オデットが光属性の魔法を使い、彼女を敵視していた生徒たちに掛けられた魅了の魔法を解除し、フランソワが媚薬で操られていた学院長らに解毒剤を飲ませた。
・・・そうか。これは全て計画の内だったんだな、と納得した。
邪魔しなくて良かった。ミシェルも無事逮捕されたし、様々な犯罪の証拠もある。
オデット誘拐・殺害計画の念書には驚いたが、おそらくイザベルが書かせたのだろう。しょっちゅう似たような手口で貴族の弱みを握っていた。
・・・なんだ。俺は道化だな、と自嘲する。
アランとオデットは計画してこれをやり遂げた。二人が信頼しあっているからこそ出来たことだ。
それなのに、二人が別れれば俺にもチャンスがあるかもしれないなんて、愚かしいことを考えてしまった自分が恥ずかしくて穴があったら入りたい・・・。
心の奥底の闇がザワザワと蠢く。
アランへの嫉妬心と、俺ではない男を頼ったオデットへの怒りが湧いてくる。
完全な逆恨みだと分かっているが、自分の感情が止められない。
早く・・早く自邸に戻った方がいい。これ以上ここに居たら自分が何をするか分からない。
そう思った時、衝撃的な場面を目の当たりにした。
アランとオデットが親しそうに見つめ合う。二人の瞳はお互いへの信頼に満ちている。
そして、オデットがアランに抱きついた。
・・・止めてくれ。俺の前で他の男に抱きつくなんて・・。君は残酷だ・・・。
オデットは満面の笑顔だ。幸せそうに抱き合う二人に会場から惜しみない拍手が降り注いだ。

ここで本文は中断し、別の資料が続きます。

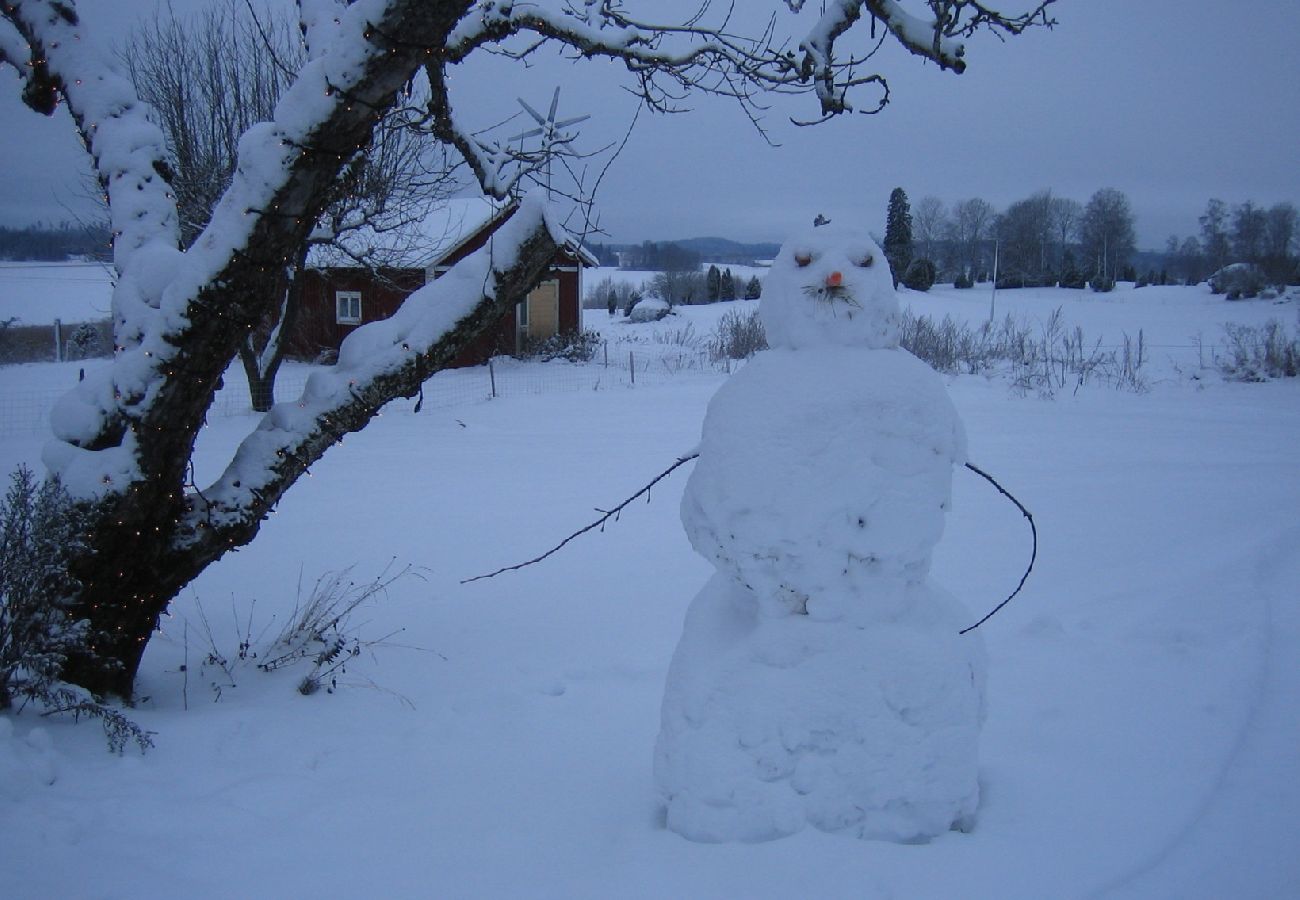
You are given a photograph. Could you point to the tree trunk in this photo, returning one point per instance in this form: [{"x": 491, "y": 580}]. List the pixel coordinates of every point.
[{"x": 146, "y": 544}]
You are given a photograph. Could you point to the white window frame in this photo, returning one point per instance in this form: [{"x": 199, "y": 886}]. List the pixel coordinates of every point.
[{"x": 347, "y": 307}]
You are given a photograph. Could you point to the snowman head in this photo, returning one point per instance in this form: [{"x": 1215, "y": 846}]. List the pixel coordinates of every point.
[{"x": 830, "y": 285}]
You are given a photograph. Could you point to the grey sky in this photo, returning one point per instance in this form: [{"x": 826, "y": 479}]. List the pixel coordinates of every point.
[{"x": 1169, "y": 100}]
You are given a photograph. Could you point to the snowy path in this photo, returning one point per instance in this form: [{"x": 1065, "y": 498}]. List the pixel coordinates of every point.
[
  {"x": 1257, "y": 783},
  {"x": 1142, "y": 739}
]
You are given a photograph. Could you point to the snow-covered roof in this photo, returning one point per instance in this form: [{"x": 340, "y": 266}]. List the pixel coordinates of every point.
[
  {"x": 39, "y": 293},
  {"x": 415, "y": 245},
  {"x": 424, "y": 243}
]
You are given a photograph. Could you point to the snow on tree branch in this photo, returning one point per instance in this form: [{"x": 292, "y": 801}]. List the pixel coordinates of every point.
[
  {"x": 377, "y": 362},
  {"x": 320, "y": 21},
  {"x": 65, "y": 63},
  {"x": 215, "y": 294}
]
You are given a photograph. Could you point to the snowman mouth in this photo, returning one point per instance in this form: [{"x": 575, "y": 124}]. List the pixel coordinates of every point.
[{"x": 832, "y": 294}]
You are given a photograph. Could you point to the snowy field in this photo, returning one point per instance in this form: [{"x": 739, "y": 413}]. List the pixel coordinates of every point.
[
  {"x": 1144, "y": 699},
  {"x": 39, "y": 293}
]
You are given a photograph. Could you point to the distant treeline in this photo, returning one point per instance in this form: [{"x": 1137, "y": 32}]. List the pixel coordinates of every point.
[{"x": 55, "y": 242}]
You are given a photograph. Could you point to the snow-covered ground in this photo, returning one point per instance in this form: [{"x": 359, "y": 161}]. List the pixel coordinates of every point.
[
  {"x": 39, "y": 293},
  {"x": 1143, "y": 736}
]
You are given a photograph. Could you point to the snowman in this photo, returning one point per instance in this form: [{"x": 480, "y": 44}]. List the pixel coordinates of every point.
[{"x": 820, "y": 678}]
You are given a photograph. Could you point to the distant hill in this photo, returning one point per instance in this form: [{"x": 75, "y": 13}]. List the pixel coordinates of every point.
[{"x": 722, "y": 250}]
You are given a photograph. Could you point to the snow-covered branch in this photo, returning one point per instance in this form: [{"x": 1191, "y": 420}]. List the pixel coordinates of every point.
[
  {"x": 64, "y": 61},
  {"x": 377, "y": 362}
]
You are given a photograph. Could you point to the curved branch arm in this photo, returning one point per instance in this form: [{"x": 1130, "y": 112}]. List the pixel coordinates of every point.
[{"x": 378, "y": 362}]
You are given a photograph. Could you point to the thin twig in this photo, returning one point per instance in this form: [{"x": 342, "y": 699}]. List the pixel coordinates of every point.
[
  {"x": 610, "y": 514},
  {"x": 616, "y": 510},
  {"x": 1034, "y": 553}
]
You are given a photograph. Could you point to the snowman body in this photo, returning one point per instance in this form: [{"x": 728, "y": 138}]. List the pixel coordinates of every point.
[{"x": 820, "y": 676}]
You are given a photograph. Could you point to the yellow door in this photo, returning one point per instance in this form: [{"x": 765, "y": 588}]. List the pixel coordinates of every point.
[{"x": 544, "y": 311}]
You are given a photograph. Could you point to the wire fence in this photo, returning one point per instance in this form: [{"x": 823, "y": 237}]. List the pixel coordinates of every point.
[{"x": 26, "y": 411}]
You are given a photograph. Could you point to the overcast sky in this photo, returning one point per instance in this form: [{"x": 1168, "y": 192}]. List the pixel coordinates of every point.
[{"x": 1171, "y": 102}]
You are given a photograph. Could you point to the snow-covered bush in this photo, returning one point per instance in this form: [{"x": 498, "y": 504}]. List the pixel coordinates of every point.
[
  {"x": 1239, "y": 280},
  {"x": 598, "y": 295},
  {"x": 739, "y": 336},
  {"x": 919, "y": 275},
  {"x": 573, "y": 346},
  {"x": 39, "y": 527},
  {"x": 650, "y": 308},
  {"x": 1256, "y": 354},
  {"x": 319, "y": 634},
  {"x": 85, "y": 342}
]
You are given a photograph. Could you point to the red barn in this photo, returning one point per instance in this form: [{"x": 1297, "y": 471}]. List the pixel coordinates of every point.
[{"x": 339, "y": 297}]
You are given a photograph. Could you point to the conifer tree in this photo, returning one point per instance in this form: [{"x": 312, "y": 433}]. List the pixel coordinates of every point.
[
  {"x": 727, "y": 286},
  {"x": 898, "y": 234},
  {"x": 713, "y": 284}
]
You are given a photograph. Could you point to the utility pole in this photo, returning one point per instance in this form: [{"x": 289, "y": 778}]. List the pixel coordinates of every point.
[{"x": 992, "y": 299}]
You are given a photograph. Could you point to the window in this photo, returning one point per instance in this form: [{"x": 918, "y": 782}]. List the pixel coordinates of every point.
[{"x": 347, "y": 304}]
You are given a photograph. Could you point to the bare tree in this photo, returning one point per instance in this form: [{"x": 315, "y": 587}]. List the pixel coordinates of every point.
[
  {"x": 1106, "y": 233},
  {"x": 213, "y": 76},
  {"x": 1026, "y": 232},
  {"x": 1279, "y": 237},
  {"x": 928, "y": 223},
  {"x": 1214, "y": 239},
  {"x": 971, "y": 223},
  {"x": 1065, "y": 216},
  {"x": 124, "y": 440}
]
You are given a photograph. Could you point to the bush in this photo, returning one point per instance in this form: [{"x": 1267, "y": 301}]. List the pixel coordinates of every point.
[
  {"x": 38, "y": 528},
  {"x": 1051, "y": 360},
  {"x": 1238, "y": 281},
  {"x": 1256, "y": 354},
  {"x": 739, "y": 336},
  {"x": 573, "y": 346},
  {"x": 919, "y": 275},
  {"x": 598, "y": 294},
  {"x": 85, "y": 342},
  {"x": 650, "y": 310}
]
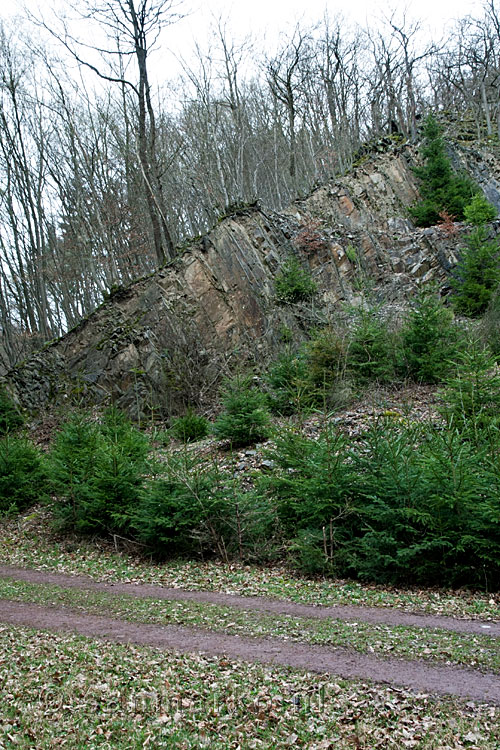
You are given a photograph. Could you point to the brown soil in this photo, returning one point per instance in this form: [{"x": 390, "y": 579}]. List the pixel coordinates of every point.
[
  {"x": 376, "y": 615},
  {"x": 440, "y": 679},
  {"x": 463, "y": 683}
]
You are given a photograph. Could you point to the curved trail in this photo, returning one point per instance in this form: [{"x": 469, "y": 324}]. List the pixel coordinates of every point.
[
  {"x": 374, "y": 615},
  {"x": 443, "y": 680},
  {"x": 419, "y": 676}
]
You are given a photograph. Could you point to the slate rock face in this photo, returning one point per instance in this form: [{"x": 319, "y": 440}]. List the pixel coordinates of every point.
[{"x": 167, "y": 339}]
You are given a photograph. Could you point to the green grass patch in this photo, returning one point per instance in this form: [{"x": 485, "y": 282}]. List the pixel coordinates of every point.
[
  {"x": 27, "y": 542},
  {"x": 479, "y": 651},
  {"x": 74, "y": 692}
]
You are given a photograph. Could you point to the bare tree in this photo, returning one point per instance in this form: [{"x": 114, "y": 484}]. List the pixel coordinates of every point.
[{"x": 134, "y": 26}]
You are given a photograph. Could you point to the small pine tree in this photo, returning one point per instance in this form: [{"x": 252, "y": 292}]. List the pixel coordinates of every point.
[
  {"x": 477, "y": 274},
  {"x": 441, "y": 188},
  {"x": 97, "y": 472},
  {"x": 370, "y": 355},
  {"x": 23, "y": 478},
  {"x": 429, "y": 338},
  {"x": 479, "y": 211},
  {"x": 294, "y": 283},
  {"x": 191, "y": 427},
  {"x": 245, "y": 418},
  {"x": 472, "y": 391}
]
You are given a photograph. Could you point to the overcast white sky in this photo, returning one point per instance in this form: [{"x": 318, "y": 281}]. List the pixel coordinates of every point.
[{"x": 265, "y": 20}]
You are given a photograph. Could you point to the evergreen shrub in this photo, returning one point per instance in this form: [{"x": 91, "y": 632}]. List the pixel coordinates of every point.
[
  {"x": 294, "y": 283},
  {"x": 471, "y": 396},
  {"x": 370, "y": 354},
  {"x": 202, "y": 510},
  {"x": 245, "y": 418},
  {"x": 23, "y": 476},
  {"x": 429, "y": 505},
  {"x": 479, "y": 211},
  {"x": 477, "y": 274},
  {"x": 311, "y": 490},
  {"x": 429, "y": 339},
  {"x": 97, "y": 471},
  {"x": 190, "y": 428},
  {"x": 287, "y": 379},
  {"x": 442, "y": 190}
]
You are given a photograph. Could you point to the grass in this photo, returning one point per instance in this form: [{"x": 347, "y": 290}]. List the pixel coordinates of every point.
[
  {"x": 479, "y": 651},
  {"x": 27, "y": 541},
  {"x": 69, "y": 691}
]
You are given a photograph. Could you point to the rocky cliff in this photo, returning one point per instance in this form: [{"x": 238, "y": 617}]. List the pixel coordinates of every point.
[{"x": 166, "y": 339}]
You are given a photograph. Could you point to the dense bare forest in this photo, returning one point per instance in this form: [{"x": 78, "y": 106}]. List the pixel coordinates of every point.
[{"x": 103, "y": 176}]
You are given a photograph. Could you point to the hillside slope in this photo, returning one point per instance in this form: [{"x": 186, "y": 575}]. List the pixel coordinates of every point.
[{"x": 166, "y": 339}]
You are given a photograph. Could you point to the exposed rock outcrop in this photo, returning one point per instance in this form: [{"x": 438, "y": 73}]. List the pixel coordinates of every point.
[{"x": 168, "y": 338}]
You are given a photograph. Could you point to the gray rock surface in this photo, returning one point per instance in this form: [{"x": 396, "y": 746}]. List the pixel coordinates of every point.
[{"x": 167, "y": 339}]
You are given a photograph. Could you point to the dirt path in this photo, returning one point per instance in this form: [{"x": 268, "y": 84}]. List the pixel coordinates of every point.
[
  {"x": 375, "y": 615},
  {"x": 443, "y": 680}
]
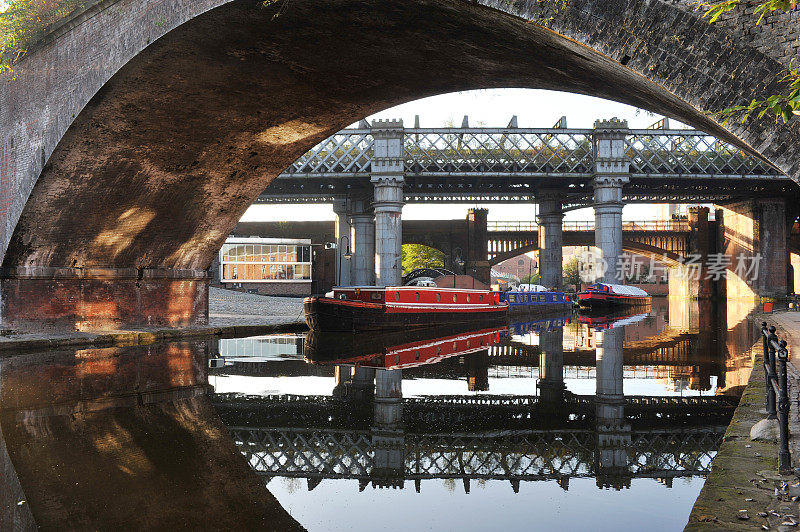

アランがオデットの耳元に何か囁くと、オデットが嬉しそうに笑う。
止めてくれ!もう俺には耐えられない。
アランとオデットが愛し合っていることは明白だった。
俺の知らない内にこんなに固い絆が出来ていたんだな。
・・・では、なんであんなに俺に会いたいと言っていたんだ?
何故思わせぶりなことを言って、俺の心を弄ぶようなことをしたんだ?
そんなことを考えるべきではないと頭では分かっているが、心の奥の闇が広がるのをどうしても抑えられない。
俺の心はズタズタに切り裂かれた。なまじ期待した分だけ、失望の落差が大きい。
オデットが欲しい。俺だけのものにしたい。他の男のものになるくらいなら、いっそのこと・・・。
俺の頭の中はそれしか考えられなかった。
アランと別れた後、オデットは何故か会場の二階に独りで上がっていった。
俺は堪らず、彼女の後をつける。
二階には全く人の気配がなかった。
オデットが一人で佇んでいる。
歩を進めると、オデットが俺の方を振り返った。
俺を見てエメラルドの瞳が大きく見開かれる。
美しいオデット。
残酷なオデット。
愛しいオデット。
その瞳に映るのは俺だけだ!
何かを言いかける彼女の首を俺は両手で思いっきり絞めつけた。